When your overeating is triggered by stressful situations, you can become a victim, turning to high-calorie and high carbohydrate foods that often have very little, if any, nutritional value. When you struggle with emotional eating, you regularly have factors that might trigger your overeating episode. Emotional eating is a real addiction often diagnosed by health assessments that evaluate physical, emotional, or mental wellness.
A major part of addiction recovery involves teaching the individual better, healthier ways to look at food while creating healthier eating habits. This wellness step begins when you are able to recognize triggers that prompt overeating behaviors.
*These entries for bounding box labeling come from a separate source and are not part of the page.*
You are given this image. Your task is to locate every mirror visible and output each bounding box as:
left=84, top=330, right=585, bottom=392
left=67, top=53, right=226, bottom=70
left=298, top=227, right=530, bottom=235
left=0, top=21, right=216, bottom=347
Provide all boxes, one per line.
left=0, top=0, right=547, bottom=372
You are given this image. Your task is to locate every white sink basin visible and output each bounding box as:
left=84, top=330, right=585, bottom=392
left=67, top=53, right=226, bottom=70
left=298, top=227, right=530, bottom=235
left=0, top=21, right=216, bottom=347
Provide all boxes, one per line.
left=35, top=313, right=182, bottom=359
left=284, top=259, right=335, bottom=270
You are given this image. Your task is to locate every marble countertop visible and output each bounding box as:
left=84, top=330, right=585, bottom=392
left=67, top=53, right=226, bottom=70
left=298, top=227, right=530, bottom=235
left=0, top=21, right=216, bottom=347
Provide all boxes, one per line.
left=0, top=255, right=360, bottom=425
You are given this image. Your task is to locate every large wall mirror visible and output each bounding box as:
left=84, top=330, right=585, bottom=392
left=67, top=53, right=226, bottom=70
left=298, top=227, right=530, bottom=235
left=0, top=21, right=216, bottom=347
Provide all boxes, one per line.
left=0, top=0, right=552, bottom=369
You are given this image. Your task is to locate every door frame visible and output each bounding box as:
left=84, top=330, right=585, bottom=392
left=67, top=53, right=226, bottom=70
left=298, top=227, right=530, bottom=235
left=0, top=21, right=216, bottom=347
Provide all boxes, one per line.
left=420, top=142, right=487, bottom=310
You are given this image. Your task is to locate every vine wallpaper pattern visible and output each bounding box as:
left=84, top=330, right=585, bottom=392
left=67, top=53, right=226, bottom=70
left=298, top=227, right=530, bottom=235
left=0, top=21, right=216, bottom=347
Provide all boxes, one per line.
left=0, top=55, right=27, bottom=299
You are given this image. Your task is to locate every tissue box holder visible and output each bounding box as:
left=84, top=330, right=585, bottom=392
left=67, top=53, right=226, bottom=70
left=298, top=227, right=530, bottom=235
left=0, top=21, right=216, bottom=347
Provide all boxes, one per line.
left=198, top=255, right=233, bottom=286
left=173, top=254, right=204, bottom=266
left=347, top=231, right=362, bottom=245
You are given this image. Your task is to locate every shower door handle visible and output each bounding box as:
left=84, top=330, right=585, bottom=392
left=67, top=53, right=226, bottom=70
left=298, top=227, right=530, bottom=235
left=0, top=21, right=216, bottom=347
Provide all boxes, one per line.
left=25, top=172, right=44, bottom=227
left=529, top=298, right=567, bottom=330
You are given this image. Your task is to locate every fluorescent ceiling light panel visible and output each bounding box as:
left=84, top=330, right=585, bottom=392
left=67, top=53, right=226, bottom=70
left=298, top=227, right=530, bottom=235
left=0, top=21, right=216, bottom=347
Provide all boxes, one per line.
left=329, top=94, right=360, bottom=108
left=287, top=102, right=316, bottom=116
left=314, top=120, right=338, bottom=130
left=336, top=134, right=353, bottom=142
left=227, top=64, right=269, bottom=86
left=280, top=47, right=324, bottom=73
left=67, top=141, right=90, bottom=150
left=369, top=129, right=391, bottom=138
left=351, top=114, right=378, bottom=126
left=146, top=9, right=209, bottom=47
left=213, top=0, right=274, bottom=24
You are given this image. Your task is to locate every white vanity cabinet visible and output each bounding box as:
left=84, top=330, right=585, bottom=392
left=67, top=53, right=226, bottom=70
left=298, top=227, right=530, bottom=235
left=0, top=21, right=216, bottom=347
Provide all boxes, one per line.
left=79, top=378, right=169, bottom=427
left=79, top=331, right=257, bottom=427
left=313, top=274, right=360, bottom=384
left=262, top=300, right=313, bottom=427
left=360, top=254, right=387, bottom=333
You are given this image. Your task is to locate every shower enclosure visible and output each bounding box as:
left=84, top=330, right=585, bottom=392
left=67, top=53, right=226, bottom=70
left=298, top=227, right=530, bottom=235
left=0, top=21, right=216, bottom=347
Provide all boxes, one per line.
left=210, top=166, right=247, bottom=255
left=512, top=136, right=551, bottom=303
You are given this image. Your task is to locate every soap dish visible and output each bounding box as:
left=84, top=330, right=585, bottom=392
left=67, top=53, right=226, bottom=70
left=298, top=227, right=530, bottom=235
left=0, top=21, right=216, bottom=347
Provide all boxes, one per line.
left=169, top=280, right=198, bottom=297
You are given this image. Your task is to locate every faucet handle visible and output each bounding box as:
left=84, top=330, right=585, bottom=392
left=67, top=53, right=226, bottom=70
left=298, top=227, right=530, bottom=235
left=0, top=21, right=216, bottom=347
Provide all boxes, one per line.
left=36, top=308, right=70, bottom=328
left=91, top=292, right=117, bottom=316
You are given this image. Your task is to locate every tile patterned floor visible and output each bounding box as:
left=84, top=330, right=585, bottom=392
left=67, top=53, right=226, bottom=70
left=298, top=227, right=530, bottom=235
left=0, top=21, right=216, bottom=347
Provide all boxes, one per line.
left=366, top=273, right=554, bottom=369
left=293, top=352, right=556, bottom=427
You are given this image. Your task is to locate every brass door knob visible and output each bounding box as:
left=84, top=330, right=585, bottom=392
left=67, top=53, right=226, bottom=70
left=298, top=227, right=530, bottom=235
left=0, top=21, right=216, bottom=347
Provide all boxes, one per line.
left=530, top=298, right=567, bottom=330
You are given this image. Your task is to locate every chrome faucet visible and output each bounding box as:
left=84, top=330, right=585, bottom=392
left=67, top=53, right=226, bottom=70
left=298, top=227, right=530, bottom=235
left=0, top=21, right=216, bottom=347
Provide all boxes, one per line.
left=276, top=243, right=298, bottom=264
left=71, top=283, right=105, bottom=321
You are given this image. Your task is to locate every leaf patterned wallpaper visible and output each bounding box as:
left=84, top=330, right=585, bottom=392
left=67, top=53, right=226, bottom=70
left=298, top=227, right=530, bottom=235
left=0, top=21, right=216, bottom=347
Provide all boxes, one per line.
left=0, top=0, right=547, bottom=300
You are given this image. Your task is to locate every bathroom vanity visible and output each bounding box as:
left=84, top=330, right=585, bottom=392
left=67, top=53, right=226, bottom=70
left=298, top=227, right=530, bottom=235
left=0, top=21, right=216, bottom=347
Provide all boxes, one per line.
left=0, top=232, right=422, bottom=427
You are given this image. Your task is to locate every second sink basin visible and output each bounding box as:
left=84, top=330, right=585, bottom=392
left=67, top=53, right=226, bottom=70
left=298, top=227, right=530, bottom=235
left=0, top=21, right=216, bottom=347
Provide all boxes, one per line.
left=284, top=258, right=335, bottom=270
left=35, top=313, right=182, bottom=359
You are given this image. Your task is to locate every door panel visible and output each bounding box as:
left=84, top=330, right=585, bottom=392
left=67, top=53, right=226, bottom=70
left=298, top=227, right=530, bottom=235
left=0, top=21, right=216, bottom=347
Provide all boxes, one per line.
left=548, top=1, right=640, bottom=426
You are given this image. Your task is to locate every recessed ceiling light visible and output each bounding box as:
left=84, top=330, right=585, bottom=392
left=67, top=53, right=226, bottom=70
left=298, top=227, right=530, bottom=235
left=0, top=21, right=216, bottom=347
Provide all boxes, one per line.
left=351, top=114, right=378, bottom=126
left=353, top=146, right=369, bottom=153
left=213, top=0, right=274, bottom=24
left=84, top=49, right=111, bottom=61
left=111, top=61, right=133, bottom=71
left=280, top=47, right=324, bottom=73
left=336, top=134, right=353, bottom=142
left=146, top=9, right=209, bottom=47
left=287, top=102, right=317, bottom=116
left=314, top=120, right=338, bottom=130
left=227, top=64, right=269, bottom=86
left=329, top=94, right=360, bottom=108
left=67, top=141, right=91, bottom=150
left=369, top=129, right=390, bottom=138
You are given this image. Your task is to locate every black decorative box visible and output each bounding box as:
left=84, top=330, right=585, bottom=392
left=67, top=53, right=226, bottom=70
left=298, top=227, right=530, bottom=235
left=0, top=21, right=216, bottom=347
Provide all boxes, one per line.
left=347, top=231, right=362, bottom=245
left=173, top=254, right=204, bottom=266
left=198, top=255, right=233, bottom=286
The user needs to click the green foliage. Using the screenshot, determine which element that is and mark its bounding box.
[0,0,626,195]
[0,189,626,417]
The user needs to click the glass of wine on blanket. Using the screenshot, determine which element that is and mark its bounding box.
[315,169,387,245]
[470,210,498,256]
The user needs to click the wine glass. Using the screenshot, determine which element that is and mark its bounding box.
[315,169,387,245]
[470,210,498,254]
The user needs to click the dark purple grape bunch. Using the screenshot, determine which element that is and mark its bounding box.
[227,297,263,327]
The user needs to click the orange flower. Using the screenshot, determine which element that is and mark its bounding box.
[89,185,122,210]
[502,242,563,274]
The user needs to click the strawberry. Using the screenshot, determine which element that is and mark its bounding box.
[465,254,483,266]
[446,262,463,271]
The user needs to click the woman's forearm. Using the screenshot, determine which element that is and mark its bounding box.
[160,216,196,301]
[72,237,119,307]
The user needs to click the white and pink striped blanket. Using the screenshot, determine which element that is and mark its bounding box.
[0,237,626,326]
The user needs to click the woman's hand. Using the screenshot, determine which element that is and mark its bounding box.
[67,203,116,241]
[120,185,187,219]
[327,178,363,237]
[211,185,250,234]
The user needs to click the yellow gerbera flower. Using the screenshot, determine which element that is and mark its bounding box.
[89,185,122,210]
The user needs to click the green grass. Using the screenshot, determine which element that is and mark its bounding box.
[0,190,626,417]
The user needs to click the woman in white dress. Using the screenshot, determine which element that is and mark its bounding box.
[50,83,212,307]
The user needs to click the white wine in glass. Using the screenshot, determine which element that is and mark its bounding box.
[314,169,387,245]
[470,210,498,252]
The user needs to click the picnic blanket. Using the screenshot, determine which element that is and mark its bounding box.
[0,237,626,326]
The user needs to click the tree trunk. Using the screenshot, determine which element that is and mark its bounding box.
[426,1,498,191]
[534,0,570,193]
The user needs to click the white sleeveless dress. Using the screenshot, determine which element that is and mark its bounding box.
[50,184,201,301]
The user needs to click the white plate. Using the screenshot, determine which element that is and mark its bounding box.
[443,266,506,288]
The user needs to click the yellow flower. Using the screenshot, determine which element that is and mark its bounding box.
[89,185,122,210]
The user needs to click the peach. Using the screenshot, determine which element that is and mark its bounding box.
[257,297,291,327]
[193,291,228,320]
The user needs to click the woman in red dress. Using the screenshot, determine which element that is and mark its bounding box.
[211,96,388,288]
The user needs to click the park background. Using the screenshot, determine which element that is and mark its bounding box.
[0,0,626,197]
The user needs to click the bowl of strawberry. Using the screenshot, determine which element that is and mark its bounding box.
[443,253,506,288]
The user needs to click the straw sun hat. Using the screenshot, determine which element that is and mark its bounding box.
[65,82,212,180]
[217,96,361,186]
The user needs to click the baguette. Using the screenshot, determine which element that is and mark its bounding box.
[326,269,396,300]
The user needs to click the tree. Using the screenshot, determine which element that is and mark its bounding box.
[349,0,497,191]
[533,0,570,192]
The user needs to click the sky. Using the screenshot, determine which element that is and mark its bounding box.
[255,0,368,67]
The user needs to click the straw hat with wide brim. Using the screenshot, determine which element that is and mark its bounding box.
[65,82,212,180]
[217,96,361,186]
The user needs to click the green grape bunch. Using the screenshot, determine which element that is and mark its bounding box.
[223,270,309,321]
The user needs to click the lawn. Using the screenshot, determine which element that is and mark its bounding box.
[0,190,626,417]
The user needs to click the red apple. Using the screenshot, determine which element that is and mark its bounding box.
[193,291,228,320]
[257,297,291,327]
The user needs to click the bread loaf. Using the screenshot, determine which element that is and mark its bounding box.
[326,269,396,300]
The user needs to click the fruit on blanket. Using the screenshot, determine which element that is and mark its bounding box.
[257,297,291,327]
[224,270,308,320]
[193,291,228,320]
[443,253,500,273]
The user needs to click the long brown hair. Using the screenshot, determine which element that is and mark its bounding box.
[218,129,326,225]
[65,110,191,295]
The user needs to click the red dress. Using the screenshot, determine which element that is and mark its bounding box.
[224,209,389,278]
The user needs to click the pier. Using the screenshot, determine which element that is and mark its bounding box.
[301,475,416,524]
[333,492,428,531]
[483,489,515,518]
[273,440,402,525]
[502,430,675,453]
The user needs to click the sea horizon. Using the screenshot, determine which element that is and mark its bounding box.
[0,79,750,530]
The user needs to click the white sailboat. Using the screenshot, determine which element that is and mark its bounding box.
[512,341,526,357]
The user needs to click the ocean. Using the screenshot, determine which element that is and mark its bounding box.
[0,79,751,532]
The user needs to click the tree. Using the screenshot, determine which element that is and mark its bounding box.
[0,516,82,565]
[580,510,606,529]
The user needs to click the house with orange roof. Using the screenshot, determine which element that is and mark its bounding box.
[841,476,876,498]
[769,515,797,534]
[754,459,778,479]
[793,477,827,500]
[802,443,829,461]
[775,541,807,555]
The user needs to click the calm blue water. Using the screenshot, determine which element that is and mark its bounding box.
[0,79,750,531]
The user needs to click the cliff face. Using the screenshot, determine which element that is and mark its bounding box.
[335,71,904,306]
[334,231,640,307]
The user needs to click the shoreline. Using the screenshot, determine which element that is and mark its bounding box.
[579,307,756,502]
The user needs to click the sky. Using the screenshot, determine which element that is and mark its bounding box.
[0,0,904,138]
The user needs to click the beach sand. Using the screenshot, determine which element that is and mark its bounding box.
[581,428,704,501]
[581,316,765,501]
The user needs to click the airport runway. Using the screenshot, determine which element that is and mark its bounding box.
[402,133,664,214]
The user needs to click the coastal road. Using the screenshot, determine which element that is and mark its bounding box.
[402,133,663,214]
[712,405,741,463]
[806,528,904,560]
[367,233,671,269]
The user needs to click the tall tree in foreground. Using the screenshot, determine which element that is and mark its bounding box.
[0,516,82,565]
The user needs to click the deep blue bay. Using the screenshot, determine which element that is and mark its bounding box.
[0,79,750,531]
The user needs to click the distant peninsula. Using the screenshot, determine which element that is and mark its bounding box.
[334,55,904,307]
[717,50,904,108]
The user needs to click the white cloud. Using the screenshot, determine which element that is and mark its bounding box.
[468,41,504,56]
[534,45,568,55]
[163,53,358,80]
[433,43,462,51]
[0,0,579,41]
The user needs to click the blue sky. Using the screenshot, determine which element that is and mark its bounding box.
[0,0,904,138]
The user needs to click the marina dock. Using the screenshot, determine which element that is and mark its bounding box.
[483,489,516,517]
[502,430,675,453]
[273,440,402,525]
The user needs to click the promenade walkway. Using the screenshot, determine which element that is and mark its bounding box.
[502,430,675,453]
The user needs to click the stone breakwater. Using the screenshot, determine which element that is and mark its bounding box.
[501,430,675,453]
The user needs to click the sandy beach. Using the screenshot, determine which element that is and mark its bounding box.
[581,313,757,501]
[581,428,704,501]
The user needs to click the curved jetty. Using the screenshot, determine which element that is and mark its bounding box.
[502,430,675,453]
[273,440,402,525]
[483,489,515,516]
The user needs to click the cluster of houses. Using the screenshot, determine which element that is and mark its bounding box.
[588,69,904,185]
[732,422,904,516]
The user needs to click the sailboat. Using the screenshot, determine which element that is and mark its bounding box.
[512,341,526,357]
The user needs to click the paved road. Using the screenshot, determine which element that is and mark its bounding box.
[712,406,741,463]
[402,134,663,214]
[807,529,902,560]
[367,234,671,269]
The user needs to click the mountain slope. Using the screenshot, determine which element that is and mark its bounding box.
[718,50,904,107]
Prevention begins as you learn healthier ways to cope and alleviate stress. Emotional eating, like other addictions, has the potential to grow into other problems, such as obesity or diseases that include diabetes type 2 or other health problems.
Addiction recovery involves teaching the sufferer healthier ways to view food, learning better eating habits, recognizing triggers that evoke such behavior, and developing appropriate ways to prevent and alleviate stress. As you begin your journey towards breaking the cycle, you learn to view food as a source of fuel, not a problem solver. Recovery involves finding constructive ways to deal with your emotions instead of turning to food. Many former drug or alcohol addicts turn to emotional eating in a process called shifting addictions. An ongoing part of their recovery remains learning healthy ways to deal with emotions.
Emotional eaters crave foods known as comfort foods. These foods are described as high carbohydrate or high calorie junk foods with very little nutritional value. Emotional eaters are diagnosed by professionals as sufferers of atypical depression. Many emotional eaters are not clinically depressed, but are chronic sufferers of stress who turn to eating as a means of coping.
Research shows girls and women are at higher risk for eating disorders, but men are not immune. Cortisol is a hormone that produces symptoms similar to those produced under stress, like increased breathing and faster heart rate. This response to stress results in emotional eating of comfort “junk food.” Also, studies show that emotional eaters try to fill a void with food. Some studies suggest a lack of nutrition or food used as a reward or punishment in youth could have played a role in creating the emotional eater.
Recovery opens up a whole new world of possibilities. With a greater understanding of your emotions, you choose alternatives that keep you in control. This strengthens you more and more each day as you emerge a winner over emotional eating.